CSPs have been using customer segmentation for many years now – demographic, usage based and ARPU driven. In the times of voice and SMS, such segmentation sufficed the purpose of selling these basic services. With data explosion and revenues increasingly influenced by data and VAS, such segmentation is not fit for purpose and needs to change.
In addition, CSPs have granular customer interaction data passing through their network – Apps used, URLs accessed, locations and times for access, type of network of access, recency and frequency of access and so on. A lot of these contextual data is extremely valuable for segmenting customers in a different way – using their interests derived from these data. Some CSPs have started exploiting these data for segmentation but there are challenges ahead in terms of technology, data privacy, derived interests and more importantly potential business benefit in terms of uplift over existing campaigns. I would like to dwell on some of these aspects in this article.
1. Technology Issues
Much of the traffic today on the mobile internet is transitioning to HTTPS. With some estimates, more than 60% of traffic is HTTPS. Customer conscious of their privacy, are increasingly using VPN services to access internet. Much is the URL and APP data gathered by CSPs become not so useful when these connections are encrypted as CSPs lose the long URLs they used to get before encryption. These long URLs allow them to derive customer’s intention and hence interest.
Second challenge is to classify multitudes of URLs and APPs into meaningful categories and interests that can then be used for further segmentation. There are organisations such as similarweb and ZveloDB that offer classifications. However, output of these classification engines is not of great quality because input are the high level URLs due to encryption and HTTPS issue discussed earlier.
So quality of category data presents the first challenge to segmentation.

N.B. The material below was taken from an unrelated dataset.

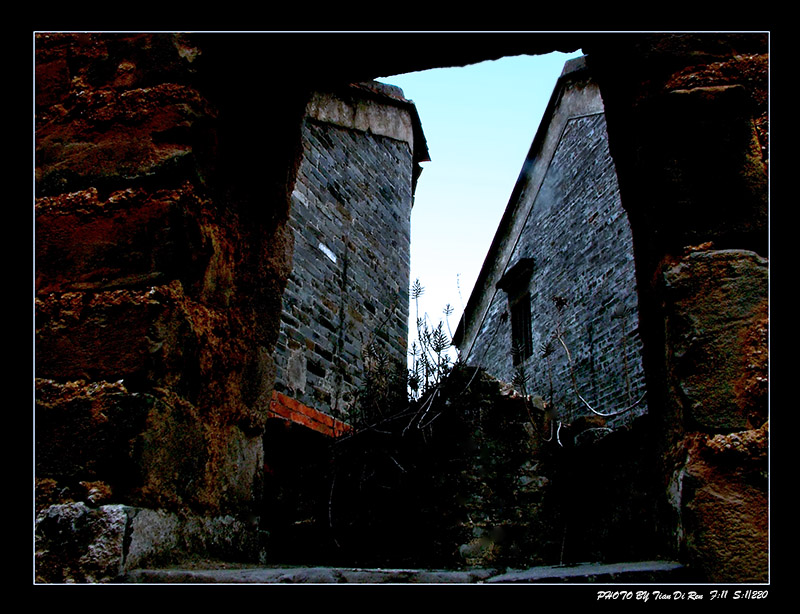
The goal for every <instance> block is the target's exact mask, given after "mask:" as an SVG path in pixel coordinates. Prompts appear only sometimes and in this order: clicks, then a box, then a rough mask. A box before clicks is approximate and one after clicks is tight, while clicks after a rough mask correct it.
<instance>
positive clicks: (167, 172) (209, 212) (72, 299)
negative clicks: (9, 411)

2. Cluster Dimensioning Issues
Each category/subcategory output from categorisation tool becomes a potential dimension and these can go up to as high as 300. With recency and frequency values over 300 dimensions, the input becomes quite complex and cluster output quality can be poor. So concepts from text analytics might have to be used to manage the dimensions and also preprocess data. Concepts of TFIDF – Term Frequency Inverse Document Frequency can be applied to dimension matrix to remove rare or more frequent terms and then balance the remaining terms as per their frequency across all corpus. Such processing is shown to to give much high quality cluster output.
3. Creating Personas or segments from clusters to make sense of them
When you create clusters, sometimes it is difficult to describe these clusters to the business community. Supervised classification using clusters can create rules that can help define clusters. Another challenge is to integrate existing demographic, psychographic and value information with clusters to create personas – way to describe segment fully in terms of their characterisitics. Since demographic and other information is available on sample basis, it is tricky to merge it with cluster information to create personas. Additional market research for the customers in the sample for clustering might be needed to integrate this information.
4. Data Privacy Issues
CSPs and OTT players are governed by different laws with respect to privacy. For example in the US, FTC laws govern Facebook and Google while FCC laws governs CSPs. FCC laws tend to be tougher on privacy than FTC and hence OTT players have some advantage of being able to use your data vs CSPs being able to use data for upsell and cross-sell or even making content free through ad-supported sites. I think customer education with respect to privacy and what data CSPs can really see versus what Facebook and Google know about you might help CSPs to convince its customers to share consent.
5. Return of Investment
We all talk about personalized offers generating huge benefits – Netflix, Amazon have proved it many times. But there is little evidence of CSPs achieving substantial lift through such behavioral segmentation over their existing baseline segmentation based on demographic and service usage. The key challenge is the attribution where it is tricky to measure and attribute incremental value to such behavioral segmentation and not to other aspects of the business that are changing at the same time. Sophisticated econometric modeling is needed to measure and quantify attribution.
Despite these challenges, there are huge opportunities for CSPs to make use of their data to create meaningful segments based on customers interests. In addition, they have huge advantage in terms of customer context – device, location, time, network presence which can be critical for contextual marketing in addition to clustering.
I feel that in the coming months, we can see lot of action from CSPs on this front – Verizon with Yahoo, Telenor with Tapad, Telefonica with Amobee and so on.